7 of 7 people found the following review helpful:
5.0 out of 5 stars
A thoughtful historical novel set during Hitler's rise to power., Feb 19 2010
By Rebecca Herman - Published on Amazon.com
This review is from: Ashes (Hardcover)
Thirteen-year-old Gabriella Schramm lives a comfortable and happy life with her middle class family in Berlin, Germany in 1932. Her father is a scientist who studies and teaches physics at the university. Because of his work, Albert Einstein is a friend of the family. Gaby enjoys reading books, going on after school outings to the zoo and the movies with her best friend, Rosa, and spending summers at her family's vacation home by the lake. Her biggest worry up until now has been the teacher who confiscates the books he catches Gaby reading during class. But all that is about to change, as Adolf Hitler grows in popularity and power.
First, Hitler's private army, in their brown uniforms, begins to fill the streets of Berlin. Then the persecution of Jews and communists begins. Intellectuals and scientists like Gaby's father are a target, too, for teaching un-German ideas and for not supporting the Nazis. Gaby is increasingly worried that her older sister Ulla's boyfriend may be a Nazi. And even the books Gaby enjoys escaping into in these troubled times are becoming a target. As her entire world changes and seems to crumble around her, Gaby must come to terms with all that she has lost.
Ashes is a fascinating and often troubling look at life in Germany during Hitler's rise to power. Gaby was a very likeable heroine. I especially enjoyed that she loved reading and that books were her escape into another world, which reminded me of myself at her age. If you enjoy historical fiction and are interested in this time period then I highly recommend you read this book, and I also think it would make good supplemental reading for preteens and young teens learning about this era of history in school.

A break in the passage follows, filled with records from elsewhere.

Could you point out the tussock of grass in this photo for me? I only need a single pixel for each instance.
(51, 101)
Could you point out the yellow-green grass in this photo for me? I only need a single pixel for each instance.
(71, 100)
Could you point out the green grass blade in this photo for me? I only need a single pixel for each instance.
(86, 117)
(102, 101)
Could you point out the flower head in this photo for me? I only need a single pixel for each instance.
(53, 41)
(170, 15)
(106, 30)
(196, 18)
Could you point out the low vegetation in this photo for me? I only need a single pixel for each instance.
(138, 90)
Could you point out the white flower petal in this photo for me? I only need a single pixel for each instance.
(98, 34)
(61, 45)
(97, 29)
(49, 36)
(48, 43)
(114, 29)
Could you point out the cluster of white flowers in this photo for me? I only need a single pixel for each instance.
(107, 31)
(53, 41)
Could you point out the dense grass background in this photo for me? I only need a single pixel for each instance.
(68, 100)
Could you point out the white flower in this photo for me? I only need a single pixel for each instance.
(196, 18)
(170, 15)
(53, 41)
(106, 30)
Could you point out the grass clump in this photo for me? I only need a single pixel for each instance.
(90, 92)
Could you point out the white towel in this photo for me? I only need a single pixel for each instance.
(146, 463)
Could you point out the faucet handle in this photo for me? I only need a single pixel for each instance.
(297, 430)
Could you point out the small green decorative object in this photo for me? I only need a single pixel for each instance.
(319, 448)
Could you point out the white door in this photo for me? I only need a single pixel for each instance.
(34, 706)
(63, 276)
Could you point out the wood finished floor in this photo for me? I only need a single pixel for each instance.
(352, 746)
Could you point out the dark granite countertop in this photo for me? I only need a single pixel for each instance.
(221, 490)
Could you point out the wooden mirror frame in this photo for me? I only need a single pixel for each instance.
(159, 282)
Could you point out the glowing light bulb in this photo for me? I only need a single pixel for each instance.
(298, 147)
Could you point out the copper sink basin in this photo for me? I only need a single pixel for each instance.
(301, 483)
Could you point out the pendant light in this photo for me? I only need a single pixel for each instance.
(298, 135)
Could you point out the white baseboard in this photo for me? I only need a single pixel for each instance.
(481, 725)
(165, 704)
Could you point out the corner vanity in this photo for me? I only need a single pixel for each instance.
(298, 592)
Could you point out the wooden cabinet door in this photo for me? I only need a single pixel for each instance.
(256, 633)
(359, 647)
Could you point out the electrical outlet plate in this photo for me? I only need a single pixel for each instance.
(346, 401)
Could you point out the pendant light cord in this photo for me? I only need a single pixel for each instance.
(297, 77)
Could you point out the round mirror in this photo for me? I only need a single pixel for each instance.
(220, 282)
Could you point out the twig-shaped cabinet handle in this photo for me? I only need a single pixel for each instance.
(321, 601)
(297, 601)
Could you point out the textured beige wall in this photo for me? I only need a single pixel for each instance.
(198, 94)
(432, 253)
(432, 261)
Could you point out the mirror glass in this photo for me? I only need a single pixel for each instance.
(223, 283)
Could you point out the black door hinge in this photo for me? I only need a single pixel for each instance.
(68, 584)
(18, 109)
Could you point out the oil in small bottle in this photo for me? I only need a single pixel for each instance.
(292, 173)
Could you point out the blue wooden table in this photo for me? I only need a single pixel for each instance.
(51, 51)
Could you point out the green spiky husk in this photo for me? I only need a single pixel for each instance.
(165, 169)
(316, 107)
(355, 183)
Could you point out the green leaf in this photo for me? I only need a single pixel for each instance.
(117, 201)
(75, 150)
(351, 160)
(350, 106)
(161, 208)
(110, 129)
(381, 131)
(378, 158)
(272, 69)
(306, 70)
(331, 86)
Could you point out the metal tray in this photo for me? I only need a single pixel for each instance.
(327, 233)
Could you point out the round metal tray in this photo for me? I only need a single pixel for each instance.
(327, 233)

5 of 6 people found the following review helpful:
5.0 out of 5 stars
Breath-taking!, Jan 22 2011
By Aubrey Lively "aubrey" - Published on Amazon.com
This review is from: Ashes (Hardcover)
I enjoy historical fiction, but it almost seems unfair to classify this book: it rises above genre. It's a coming-of-age story, & it's a human story. Post-WWI Germany is just its tumultuous setting, although "just" is hardly an appropriate adjective. When we define something as a "setting," there seems to be the implication that it's distinctly less relevant than plot or characterization. But of course, none of us can really separate the setting of our lives from the plot, & it is often as much our setting as anything that gives us character, makes us who we are. Lasky writes as if she understands this deeply.
Ashes is as fun to read as mind-candy & perhaps it is that that makes its beauty all the more stunning. Several times, I had to stop reading--just to breathe. It's not a breathless adventure novel; it's just that its...authenticity...takes you that much by surprise. In retrospect, I don't think I've ever read a truer book, on either side of the library.

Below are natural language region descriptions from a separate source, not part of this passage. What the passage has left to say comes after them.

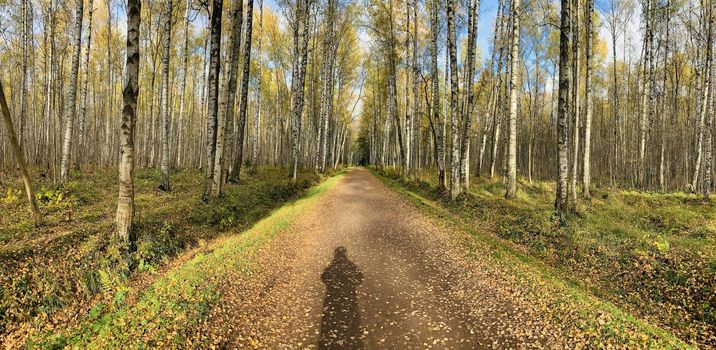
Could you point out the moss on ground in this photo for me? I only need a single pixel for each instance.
(626, 253)
(166, 314)
(73, 267)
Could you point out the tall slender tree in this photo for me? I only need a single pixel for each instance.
(71, 96)
(17, 151)
(243, 104)
(166, 53)
(454, 124)
(257, 98)
(125, 201)
(82, 139)
(560, 203)
(514, 91)
(588, 104)
(226, 107)
(473, 10)
(212, 95)
(435, 77)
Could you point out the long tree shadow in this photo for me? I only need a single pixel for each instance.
(340, 324)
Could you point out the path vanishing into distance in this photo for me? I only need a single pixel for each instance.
(366, 269)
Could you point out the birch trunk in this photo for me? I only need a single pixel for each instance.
(560, 203)
(576, 106)
(243, 105)
(180, 127)
(226, 107)
(81, 141)
(586, 170)
(514, 91)
(212, 95)
(17, 151)
(165, 185)
(125, 201)
(469, 73)
(259, 78)
(708, 141)
(71, 97)
(454, 127)
(434, 25)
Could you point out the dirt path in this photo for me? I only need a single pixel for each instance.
(365, 269)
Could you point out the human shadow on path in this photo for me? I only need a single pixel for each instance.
(340, 324)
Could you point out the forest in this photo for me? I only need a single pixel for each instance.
(349, 174)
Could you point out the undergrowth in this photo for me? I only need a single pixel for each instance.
(653, 254)
(53, 275)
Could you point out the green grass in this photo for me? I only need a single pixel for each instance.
(649, 254)
(51, 274)
(173, 306)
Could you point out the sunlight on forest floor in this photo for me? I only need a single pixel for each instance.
(53, 275)
(654, 254)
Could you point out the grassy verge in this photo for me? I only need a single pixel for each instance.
(58, 274)
(586, 318)
(166, 314)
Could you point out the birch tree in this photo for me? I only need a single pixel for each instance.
(71, 96)
(514, 91)
(454, 128)
(19, 158)
(125, 201)
(212, 95)
(226, 108)
(165, 185)
(560, 203)
(243, 104)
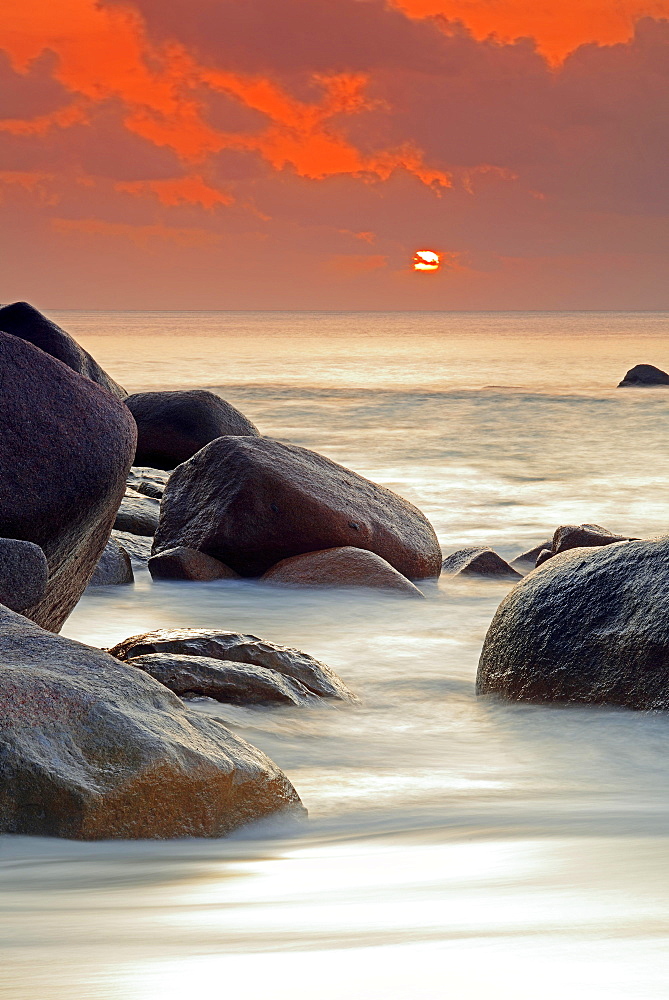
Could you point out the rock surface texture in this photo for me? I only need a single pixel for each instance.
(24, 321)
(342, 567)
(251, 502)
(478, 561)
(91, 748)
(172, 426)
(219, 645)
(65, 450)
(591, 625)
(644, 375)
(24, 574)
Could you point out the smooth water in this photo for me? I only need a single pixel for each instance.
(456, 847)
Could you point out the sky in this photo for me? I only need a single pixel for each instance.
(295, 154)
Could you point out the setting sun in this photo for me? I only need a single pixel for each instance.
(426, 260)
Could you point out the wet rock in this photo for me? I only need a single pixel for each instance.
(91, 748)
(478, 560)
(24, 574)
(644, 375)
(219, 645)
(252, 502)
(341, 567)
(591, 625)
(188, 564)
(24, 321)
(137, 514)
(223, 680)
(172, 426)
(114, 567)
(65, 450)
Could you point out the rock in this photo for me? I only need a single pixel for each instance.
(65, 450)
(575, 536)
(138, 547)
(341, 567)
(188, 564)
(150, 482)
(644, 375)
(113, 568)
(24, 574)
(138, 514)
(252, 502)
(91, 749)
(223, 680)
(24, 321)
(478, 560)
(172, 426)
(592, 625)
(219, 645)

If you've ever read anything else by Kathryn Lasky, assume nothing about this novel. I read The Night Journey to the kids the week before I read Ashes. Thirty years have passed between the publication of the two books, & it shows. Lasky's skill has developed so incredibly in those intervening years that she is almost unrecognizable from one book to another. Ashes reads as if it were a story she'd been wanting to tell her whole life & finally, she's pulled together the words & the images, & the result is a masterpiece, a life's work.

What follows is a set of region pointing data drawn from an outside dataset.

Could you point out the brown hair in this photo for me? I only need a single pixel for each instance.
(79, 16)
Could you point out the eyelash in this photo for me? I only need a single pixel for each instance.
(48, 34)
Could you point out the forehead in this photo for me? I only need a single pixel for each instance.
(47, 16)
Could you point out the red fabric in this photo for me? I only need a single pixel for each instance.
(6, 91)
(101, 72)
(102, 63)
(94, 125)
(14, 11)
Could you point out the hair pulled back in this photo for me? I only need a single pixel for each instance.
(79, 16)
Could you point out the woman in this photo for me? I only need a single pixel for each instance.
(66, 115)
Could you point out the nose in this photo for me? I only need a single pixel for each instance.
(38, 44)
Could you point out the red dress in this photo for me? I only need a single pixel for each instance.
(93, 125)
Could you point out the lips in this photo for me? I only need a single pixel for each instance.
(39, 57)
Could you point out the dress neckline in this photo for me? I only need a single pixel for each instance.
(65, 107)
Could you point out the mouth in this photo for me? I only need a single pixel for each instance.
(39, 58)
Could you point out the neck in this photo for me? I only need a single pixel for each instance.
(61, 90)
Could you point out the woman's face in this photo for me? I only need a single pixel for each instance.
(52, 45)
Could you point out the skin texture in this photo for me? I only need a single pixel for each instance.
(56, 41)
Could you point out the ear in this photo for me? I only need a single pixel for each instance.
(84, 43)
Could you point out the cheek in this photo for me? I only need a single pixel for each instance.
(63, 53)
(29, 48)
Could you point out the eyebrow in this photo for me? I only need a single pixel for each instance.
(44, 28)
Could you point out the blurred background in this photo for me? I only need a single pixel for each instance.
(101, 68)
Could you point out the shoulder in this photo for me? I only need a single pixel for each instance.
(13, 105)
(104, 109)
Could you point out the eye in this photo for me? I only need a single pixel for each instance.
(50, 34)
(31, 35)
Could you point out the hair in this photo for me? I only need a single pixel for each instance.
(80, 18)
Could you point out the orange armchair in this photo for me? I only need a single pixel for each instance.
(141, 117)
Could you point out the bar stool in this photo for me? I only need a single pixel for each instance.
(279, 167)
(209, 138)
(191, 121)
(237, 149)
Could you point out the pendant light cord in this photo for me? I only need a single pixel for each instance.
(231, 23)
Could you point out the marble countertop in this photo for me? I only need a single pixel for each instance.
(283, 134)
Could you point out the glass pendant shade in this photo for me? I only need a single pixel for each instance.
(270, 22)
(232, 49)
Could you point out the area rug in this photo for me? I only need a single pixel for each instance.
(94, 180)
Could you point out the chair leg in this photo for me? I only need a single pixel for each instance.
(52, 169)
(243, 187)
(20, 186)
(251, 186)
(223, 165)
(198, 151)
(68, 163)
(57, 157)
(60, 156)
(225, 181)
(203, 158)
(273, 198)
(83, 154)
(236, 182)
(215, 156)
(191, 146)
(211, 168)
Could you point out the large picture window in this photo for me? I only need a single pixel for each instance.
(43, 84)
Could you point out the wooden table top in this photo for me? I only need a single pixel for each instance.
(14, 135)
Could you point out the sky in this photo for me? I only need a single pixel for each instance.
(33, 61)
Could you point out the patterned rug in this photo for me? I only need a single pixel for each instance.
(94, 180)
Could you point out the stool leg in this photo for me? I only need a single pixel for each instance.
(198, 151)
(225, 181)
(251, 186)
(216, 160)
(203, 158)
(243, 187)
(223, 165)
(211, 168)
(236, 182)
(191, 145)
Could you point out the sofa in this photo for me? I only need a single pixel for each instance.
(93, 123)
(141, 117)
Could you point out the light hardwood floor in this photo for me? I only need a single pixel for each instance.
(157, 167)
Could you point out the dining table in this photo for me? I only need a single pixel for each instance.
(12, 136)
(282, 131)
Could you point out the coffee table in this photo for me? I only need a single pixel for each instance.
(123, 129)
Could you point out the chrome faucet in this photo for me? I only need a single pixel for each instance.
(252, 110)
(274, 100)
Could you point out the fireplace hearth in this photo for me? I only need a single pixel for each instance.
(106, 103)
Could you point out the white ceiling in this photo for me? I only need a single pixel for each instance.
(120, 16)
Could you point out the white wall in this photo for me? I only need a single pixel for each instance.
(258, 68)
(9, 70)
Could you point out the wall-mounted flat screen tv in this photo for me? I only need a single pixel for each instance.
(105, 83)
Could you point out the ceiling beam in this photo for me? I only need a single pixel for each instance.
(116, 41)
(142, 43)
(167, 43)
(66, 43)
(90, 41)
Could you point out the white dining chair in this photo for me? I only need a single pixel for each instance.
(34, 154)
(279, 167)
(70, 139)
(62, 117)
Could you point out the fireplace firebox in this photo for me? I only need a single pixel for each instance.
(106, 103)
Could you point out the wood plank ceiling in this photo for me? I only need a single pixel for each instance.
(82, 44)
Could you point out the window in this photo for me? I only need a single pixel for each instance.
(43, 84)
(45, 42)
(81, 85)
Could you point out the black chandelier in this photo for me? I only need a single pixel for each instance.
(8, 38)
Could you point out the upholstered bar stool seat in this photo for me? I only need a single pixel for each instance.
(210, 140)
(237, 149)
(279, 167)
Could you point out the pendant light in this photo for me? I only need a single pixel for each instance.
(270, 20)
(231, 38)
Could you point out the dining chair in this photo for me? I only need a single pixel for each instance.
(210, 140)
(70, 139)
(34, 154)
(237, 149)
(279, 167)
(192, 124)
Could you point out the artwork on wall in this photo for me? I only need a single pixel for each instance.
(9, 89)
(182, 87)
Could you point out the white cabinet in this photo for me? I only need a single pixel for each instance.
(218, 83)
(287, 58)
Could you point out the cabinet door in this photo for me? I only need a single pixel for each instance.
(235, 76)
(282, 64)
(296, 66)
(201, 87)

2 of 2 people found the following review helpful:
3.0 out of 5 stars
Just ok, Dec 18 2010
By avid read 2010 - Published on Amazon.com
This review is from: Ashes (Hardcover)
I have read a lot of Holocaust books and I read about 100 adolescent lit books a year. This one was ok but it took too long to get into, in my opinion, and left the reader wondering what happens at the most crucial part (not a bad thing, but not my taste). It was an ok read, but I'm also glad I checked it out at the library and didn't purchase it.
My 7th and 8th grade students LOVE other books by this author, though.